Per il resto, nel silenzio di una Trigoria blindata per la prima sgambata della stagione 2019/2020, a porte chiuse (non c'è struttura per accogliere la gente romanista nel fortino, a Roma Tv il compito di diffondere il verbo in questa primissima fase di stagione), si è sentita quasi solo la voce baritonale di Pau Lopez, il nuovo portiere giallorosso che, a dispetto di una lingua che ovviamente ancora non padroneggia, ha martellato per tutta la gara, con puntuale sottolineatura già in discreto italiano di tutti i momenti della partita. Una sorta di telecronista aggiunto a quello del canale ufficiale, pronto a gridare «Solo!, Uomo!, Press!, Calma!, Veloce!, Marcatura!» in base alle necessità, spesso anche se non serviva, perché così deve fare un portiere moderno, oltre a parare ovviamente (ma quello si vedrà magari in test più probanti) e a districarsi sotto pressione con il piede (e questo lo ha già fatto vedere in un paio di occasioni).

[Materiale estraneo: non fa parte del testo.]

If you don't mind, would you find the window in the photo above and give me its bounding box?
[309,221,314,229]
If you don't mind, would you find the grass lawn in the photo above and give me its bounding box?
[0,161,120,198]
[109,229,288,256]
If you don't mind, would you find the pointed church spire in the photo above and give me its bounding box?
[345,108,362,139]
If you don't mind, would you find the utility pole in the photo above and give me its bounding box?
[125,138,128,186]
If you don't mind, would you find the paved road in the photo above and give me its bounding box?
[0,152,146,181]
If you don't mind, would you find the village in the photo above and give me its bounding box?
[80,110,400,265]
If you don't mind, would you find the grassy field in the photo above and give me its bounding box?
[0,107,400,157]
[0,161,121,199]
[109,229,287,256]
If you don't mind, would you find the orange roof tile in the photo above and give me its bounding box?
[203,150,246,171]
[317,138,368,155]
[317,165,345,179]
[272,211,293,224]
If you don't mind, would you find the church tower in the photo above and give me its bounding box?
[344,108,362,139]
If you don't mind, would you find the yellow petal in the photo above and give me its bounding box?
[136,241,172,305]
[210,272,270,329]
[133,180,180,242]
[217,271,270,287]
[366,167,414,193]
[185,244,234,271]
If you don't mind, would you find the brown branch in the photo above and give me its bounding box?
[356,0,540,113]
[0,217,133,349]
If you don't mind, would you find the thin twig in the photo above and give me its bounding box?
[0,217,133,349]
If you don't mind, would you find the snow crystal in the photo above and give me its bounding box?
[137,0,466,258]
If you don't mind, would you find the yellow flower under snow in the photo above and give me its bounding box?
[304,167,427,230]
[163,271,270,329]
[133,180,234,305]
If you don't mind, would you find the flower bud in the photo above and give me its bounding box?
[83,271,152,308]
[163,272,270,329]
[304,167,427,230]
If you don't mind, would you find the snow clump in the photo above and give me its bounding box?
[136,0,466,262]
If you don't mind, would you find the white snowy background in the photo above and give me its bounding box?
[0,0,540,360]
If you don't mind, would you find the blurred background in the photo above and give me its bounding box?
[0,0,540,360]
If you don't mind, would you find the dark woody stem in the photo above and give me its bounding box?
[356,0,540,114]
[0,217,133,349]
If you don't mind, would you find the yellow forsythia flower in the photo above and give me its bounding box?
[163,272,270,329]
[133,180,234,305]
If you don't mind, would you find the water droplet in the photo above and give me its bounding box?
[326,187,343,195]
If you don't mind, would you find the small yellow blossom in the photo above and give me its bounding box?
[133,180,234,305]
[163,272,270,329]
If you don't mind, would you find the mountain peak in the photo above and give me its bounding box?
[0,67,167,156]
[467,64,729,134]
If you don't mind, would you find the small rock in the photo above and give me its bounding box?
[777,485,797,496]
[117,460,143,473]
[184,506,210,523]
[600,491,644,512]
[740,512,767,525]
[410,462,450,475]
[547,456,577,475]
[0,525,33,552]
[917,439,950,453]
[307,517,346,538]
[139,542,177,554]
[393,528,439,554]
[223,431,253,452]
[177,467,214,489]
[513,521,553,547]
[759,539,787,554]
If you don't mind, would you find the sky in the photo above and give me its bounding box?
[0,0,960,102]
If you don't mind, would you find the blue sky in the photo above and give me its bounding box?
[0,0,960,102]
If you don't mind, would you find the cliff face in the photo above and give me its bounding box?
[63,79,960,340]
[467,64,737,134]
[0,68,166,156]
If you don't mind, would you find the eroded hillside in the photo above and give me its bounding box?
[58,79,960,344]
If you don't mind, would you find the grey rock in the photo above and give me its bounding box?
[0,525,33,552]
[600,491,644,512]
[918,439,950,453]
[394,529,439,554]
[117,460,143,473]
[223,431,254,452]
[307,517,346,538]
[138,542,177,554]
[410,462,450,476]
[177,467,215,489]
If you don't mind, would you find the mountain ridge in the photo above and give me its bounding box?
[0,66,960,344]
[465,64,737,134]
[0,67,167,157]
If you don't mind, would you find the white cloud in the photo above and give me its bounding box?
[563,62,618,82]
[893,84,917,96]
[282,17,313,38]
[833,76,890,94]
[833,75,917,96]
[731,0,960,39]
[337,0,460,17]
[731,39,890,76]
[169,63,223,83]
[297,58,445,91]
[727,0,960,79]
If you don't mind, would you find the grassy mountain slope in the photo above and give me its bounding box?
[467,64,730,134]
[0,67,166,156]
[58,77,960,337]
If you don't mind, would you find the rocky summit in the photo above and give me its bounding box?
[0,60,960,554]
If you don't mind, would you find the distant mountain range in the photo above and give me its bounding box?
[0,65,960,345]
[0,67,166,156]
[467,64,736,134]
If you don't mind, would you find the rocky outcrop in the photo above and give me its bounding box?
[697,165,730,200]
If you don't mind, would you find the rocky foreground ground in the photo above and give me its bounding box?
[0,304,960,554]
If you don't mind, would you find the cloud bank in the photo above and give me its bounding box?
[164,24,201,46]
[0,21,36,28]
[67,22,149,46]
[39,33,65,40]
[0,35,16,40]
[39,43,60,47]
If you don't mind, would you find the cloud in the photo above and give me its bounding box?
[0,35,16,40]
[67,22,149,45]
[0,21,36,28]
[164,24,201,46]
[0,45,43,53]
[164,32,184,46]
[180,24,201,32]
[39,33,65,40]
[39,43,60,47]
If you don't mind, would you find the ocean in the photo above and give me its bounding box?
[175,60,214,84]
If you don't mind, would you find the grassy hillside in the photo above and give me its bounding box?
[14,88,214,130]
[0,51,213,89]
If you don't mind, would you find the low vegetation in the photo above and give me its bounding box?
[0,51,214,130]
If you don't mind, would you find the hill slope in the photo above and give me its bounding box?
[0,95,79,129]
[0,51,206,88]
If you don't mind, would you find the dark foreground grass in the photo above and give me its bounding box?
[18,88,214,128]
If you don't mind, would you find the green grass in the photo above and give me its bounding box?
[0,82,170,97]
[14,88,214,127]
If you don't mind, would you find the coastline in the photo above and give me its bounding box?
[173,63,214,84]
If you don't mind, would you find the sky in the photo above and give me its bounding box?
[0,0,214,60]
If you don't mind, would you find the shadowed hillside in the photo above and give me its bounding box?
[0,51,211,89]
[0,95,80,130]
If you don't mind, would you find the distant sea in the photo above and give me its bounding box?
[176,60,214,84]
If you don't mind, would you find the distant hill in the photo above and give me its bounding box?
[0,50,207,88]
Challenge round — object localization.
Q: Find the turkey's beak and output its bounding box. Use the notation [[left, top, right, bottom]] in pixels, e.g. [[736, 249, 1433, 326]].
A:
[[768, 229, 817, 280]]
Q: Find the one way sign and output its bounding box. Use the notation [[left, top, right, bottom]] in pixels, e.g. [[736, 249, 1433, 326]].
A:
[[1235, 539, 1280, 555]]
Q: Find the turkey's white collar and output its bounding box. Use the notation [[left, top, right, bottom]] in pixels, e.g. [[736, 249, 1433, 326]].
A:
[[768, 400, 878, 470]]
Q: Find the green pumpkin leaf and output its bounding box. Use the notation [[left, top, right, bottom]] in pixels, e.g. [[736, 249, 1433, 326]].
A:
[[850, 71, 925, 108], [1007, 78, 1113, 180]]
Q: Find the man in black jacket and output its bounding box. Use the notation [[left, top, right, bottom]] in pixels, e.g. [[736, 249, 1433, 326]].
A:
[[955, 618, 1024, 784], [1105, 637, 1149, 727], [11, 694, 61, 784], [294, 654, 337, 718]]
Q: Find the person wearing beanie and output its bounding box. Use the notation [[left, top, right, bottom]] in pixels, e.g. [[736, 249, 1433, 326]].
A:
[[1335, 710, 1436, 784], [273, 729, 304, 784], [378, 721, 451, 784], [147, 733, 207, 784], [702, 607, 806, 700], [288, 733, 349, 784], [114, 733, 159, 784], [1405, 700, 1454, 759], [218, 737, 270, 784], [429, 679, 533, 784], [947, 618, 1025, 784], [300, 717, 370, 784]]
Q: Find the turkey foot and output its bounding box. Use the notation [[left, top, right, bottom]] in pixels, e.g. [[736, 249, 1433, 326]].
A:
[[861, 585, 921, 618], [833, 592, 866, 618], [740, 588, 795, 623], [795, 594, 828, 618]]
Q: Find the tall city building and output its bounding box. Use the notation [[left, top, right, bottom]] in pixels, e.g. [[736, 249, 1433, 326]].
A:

L'eco delle sue chiamate verbali è stata talmente evidente che per non sentirsi da meno anche Olsen nella ripresa ha modulato la sua voce come probabilmente nella scorsa stagione non aveva mai fatto. Il portiere svedese ha rischiato anche di prenderlo, il gol, ma un paio di volte è stato graziato dagli attaccanti avversari, quasi paralizzati al pensiero di poter entrare nel tabellino dei marcatori di questa partita storica per loro, tanto da sbagliare tocchi facilissimi uno davanti a Olsen (ha tentato un inguardabile pallonetto), l'altro addirittura a porta vuota (alto).

Per il resto, a parte qualche accenno di preventiva tensione di Kolarov (con Bouah che non aveva passato il pallone al portiere, con il guardalinee che non aveva rilevato un fuorigioco che infatti non c'era) non c'è stato modo di valutare la difesa, ma di sicuro si è già visto qualcosa della manovra offensiva che ha in mente il portoghese per la Roma di quest'anno. E dunque in prima impostazione i centrali se la vedono con i due registi (ieri anche Pastore, nell'inusuale veste di mediano), i terzini salgono altissimi (con Karsdorp più timido di Spinazzola e persino di Bouah), gli attaccanti esterni si accentrano e a turno vengono incontro a giocare il pallone nel castelletto che si forma tra le linee della difesa avversaria, con i due attaccanti centrali che si dispongono in verticale, a formare una linea finale di sei uomini pronti ad attaccare l'area. Troppi, a volte, e infatti un paio di volte il campo s'è aperto anche per i verdi del Pro Calcio Tor Sapienza, con gli esiti disastrosi già descritti. Domani si bissa col Trastevere, più o meno stesso livello.